Utilise accumulated pipeline aid to manage crunch
An IMF team now in creditworthiness talks with Bangladesh government suggested utilising the foreign aid accumulated in the pipeline, unused for delays in project implementation, at this crunch time, officials said Monday.

The International monetary Fund (IMF) also suggested Bangladesh deposit in its treasury an amount equivalent to stalled interest payments against the US$11.38-billion borrowing from Russia-a measure that may lower the country's forex reserves further.

Officials say two instalments of interest payments have been halted since last fiscal following payment restrictions to Moscow for USD sanctions in retaliation for Russia's Ukraine war.

The visiting IMF delegation offered the suggestions when they met the Economic Relations Division (ERD) on Monday at the ERD office, discussing a wide range of financial and economic issues. ERD Secretary Sharifa Khan attended the meeting.

They suggested the ERD take steps to release the huge unutilised foreign aid in the pipeline, one official said. According to the ERD, the foreign assistance in the pipeline was recorded at around US$48.46 billion as of last FY2022.

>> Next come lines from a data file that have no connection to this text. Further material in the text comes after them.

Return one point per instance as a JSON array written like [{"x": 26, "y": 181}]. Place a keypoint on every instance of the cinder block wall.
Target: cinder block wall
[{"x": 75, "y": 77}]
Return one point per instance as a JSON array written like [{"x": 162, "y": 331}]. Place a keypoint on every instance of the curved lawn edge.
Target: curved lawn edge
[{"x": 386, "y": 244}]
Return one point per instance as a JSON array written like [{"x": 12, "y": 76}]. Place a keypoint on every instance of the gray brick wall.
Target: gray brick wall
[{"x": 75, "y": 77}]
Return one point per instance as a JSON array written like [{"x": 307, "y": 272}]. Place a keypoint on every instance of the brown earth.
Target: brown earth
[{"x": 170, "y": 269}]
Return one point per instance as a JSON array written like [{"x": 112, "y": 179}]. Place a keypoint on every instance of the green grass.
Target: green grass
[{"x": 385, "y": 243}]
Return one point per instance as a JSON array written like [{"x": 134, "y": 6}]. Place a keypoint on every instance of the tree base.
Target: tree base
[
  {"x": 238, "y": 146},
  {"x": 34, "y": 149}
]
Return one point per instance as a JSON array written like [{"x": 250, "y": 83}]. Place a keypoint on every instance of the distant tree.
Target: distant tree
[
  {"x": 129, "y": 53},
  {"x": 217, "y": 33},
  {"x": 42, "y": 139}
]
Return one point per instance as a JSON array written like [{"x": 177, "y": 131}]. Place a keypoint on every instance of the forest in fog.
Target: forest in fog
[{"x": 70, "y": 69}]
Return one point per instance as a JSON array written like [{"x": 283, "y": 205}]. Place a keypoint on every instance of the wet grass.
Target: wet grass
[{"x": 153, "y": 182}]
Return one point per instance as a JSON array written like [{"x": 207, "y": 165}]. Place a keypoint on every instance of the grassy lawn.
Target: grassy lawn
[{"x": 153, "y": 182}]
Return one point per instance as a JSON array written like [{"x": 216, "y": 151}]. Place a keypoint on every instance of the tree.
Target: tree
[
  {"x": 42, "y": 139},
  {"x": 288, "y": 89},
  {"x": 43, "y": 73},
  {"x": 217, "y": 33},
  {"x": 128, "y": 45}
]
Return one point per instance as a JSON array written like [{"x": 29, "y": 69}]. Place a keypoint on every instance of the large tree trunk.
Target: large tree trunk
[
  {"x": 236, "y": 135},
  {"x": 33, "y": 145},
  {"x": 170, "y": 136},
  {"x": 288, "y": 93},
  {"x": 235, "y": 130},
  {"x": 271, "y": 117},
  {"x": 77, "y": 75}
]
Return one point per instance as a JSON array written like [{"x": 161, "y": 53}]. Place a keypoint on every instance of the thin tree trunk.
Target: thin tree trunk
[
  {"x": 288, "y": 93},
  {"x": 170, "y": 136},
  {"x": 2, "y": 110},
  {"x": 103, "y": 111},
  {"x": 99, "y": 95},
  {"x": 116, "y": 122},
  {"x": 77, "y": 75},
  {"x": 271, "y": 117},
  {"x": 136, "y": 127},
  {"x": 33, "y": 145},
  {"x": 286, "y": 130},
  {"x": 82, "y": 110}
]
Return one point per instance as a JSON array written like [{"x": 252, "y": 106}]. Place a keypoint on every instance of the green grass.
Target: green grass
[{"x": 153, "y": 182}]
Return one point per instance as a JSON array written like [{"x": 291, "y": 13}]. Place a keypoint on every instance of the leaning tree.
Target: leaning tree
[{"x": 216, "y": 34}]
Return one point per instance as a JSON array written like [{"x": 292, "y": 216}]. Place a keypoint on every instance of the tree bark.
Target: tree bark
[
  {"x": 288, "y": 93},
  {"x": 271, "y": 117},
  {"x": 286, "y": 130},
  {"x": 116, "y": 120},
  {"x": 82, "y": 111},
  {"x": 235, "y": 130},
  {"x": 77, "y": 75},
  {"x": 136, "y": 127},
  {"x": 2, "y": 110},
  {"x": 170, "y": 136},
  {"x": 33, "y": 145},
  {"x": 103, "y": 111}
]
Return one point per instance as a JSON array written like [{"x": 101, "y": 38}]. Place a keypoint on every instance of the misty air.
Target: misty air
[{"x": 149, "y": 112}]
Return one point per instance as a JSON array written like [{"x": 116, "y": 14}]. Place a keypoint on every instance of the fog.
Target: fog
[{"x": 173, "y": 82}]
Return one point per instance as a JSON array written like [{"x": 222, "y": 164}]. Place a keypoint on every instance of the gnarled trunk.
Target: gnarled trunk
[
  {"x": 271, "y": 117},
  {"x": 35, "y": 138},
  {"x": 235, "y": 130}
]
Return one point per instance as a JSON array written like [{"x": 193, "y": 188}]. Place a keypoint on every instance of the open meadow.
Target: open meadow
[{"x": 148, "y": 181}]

The official said the IMF team also wanted to know about Bangladesh government's requirement of budgetary support from other multilateral and bilateral development partners in addition to the proposed IMF loan.

They also enquired about the debt-repayment strengths of Bangladesh in the future days.

And ERD briefed the IMF team on Bangladesh's total debt, its repayment capacity, debt sustainability, future target of foreign aid and the like.

Officials attending the meeting told the FE that since the repayment to Russia against the borrowings for the Rooppur nuclear power plant (RNPP) project had been put on hold for the US sanctions on Moscow and on the payments gateway, the IMF suggested that Bangladesh keep smooth repayment facilities available in its account.

Bangladesh couldn't pay two interest installments on the disbursed loan amount against the US$11.38 billion worth of Russia-confirmed loan.

The government in July 2016 signed the loan deal with Russia with maturity in 30 years with a grace period of 10 years.

According to the agreement, the interest rate on the loan is LIBOR plus 1.75 per cent. However, the interest rate now could exceed 4.0 per cent in any case of LIBOR-rate fluctuations.

The principal amount of the loan will have to be repaid after June 2027 as the 10-year grace period will end by then.

Currently, Bangladesh government repays interest on the disbursed amount against the $11.38 billion worth of confirmed credit.

As such, the IMF advises the ERD to deposit the funds equivalent to the due repayment amount into a account at the central bank or at Sonali Bank, from where the government usually repays debts to the overseas lenders.

"Bangladesh government is ready to repay the Russian loan when the payment channel will open," the Fund executives were told.

"The government is also working to find out ways of the repayment of the Russian loan for the Rooppur power-plant project if the two sides agree," the official said.

Meanwhile, the delegation in another meeting on the day inquired about the reforms carried out to make Bangladesh's investment climate friendlier to attract more investments.

The delegation, which is now scrutinising financial health of the country before deciding on a budget- support loan talked to officials of the Bangladesh Investment Development Authority (BIDA) at its office.

Also, the IMF officials wanted to know what other reform measures are underway and the future reform plans, sources said.

A senior BIDA official, who was present at the meeting, told the FE in the recent years BIDA had conducted some "important" reforms to make doing business easier in Bangladesh.

The IMF team has been apprised about the BDIA activities, he said.

At the meeting, he said, the IMF team was informed about the success stories of the Bangladesh Export Processing Zone Authority (BEPZA). Also the investment situation in economic zones has been described.

Sources said the now-defunct ease-of-doing-business index of the World Bank came into discussion at the meeting. The BIDA officials informed the IMF team that the authority has been preparing a similar index to keep tally what has been done so far and what more need to be done in the future to make investment attractive in Bangladesh.